ヤマトは、この子の笑顔を守るため、この国で起こっているヴォワルの起こす事件を解決しなければと決意した。
だが…
ーーーーーーーーーー
「…喧嘩売ってるのかな?」
「技も出来ていないから教えようと思っているだけだ。もっと柔軟にレグメルを使ってみてはどうだ?」
「に、しても言い方ってものがあると思うけれど?」
ヤマトとアベルが言い争いを始めてしまった。
ヤマトが技の練習を人目につかない所でしていた所、アベルがそれを見てアドバイスをしていたらしい。
だが、ヤマトはその言い方が気に入らないようだ。
「まぁまぁ、2人ともっ。ヒートダウンして?ね?」
「アベルの言い方、嫌なんだ。下手とか沢山言ってくるし。」
「下手に下手と言うのは仕方ないだろう。俺はお前よりも先にトゥインシュの力を手に入れている。その俺のアドバイスを受ける気が無い、という事は成長する気がないって事じゃないか?」
「君の思い通りになることが成長する事になるの?それは甚だ疑問だなぁ〜!?」
「ストップ、落ち着いてってバ、2人とモ。」
イオルンが割って入る。
「アベル、貴方は確かにレグメルの扱いは上手いけれど、人との関わり方は上手ジャないネ。

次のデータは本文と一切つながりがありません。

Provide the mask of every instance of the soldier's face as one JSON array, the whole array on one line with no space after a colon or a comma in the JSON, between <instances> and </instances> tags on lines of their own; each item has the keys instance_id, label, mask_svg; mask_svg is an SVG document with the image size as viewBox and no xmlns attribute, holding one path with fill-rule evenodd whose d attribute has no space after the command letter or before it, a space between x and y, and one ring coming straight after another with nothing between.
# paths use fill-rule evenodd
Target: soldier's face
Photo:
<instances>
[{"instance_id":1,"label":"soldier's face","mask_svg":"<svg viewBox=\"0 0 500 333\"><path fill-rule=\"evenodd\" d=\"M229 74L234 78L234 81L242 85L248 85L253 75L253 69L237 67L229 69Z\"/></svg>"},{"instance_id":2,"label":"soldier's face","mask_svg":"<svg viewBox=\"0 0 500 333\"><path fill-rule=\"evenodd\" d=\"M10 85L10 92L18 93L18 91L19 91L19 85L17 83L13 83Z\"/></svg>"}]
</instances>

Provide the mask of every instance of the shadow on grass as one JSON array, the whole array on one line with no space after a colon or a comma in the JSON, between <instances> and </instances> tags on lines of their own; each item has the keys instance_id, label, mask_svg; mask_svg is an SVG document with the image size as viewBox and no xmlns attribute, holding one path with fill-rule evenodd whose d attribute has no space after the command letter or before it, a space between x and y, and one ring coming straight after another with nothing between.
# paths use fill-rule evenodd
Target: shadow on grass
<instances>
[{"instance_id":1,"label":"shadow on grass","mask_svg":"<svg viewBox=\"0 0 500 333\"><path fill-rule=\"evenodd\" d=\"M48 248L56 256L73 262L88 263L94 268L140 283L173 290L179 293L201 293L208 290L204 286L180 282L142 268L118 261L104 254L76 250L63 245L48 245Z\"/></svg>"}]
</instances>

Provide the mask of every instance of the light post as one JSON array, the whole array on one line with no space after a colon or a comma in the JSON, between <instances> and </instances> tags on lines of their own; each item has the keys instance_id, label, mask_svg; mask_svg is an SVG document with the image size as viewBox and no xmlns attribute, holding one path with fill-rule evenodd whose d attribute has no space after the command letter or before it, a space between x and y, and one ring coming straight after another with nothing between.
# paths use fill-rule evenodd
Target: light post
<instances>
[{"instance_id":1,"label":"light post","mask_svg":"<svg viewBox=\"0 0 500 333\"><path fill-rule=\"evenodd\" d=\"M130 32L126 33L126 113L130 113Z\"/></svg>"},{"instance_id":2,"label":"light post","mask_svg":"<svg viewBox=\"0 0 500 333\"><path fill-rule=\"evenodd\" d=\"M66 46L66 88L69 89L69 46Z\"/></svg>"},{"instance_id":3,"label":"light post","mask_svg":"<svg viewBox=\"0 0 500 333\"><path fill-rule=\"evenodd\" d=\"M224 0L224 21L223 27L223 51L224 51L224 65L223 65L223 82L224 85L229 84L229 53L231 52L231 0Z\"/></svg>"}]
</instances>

自分のやり方こそが正義ダト考えすぎるのは、驕り高ぶりすぎ、カナ?それと…」
今度はヤマトを見て言う。
「確かにアベルの言い方は嫌カモしれないけれドも、貴方ももう少し素直にアドバイスを受け入れようトすること、大事。
レグメルを柔軟に扱えないのハ、貴方の気持ちの問題でもアル。」
むむむ…と押し黙る2人。
取り敢えずはこれで一旦双方矛を収めるようだ。
「イオルンお姉ちゃんすごーい!喧嘩を収めちゃった!でも、レグメルって何?」
イルマは2人が訓練している所は見ていない、喧嘩する所からしか目撃していないのだ。
2人がトゥインシュであることは知らないので、関連する単語も分からない。
勿論、イオルンもフレイナも自身がトゥインシュ、人を超えた存在である事は隠している。
「ありがト。イルマ君。それはネ、内緒♡」
「助かるわ〜イオルン!さすがね!」
「フフッ…。さぁ、2人とモ。お互いゴメンナサイ、ネ?」
「…悪かった。」
「ぐっ…ごめんなさい…」
お互いに謝るヤマトとアベル。
あまり納得はしていないようだが。
やれやれ…とフレイナは一息つく。
この場は収まったが、今後この2人は大丈夫だろうか。と思った。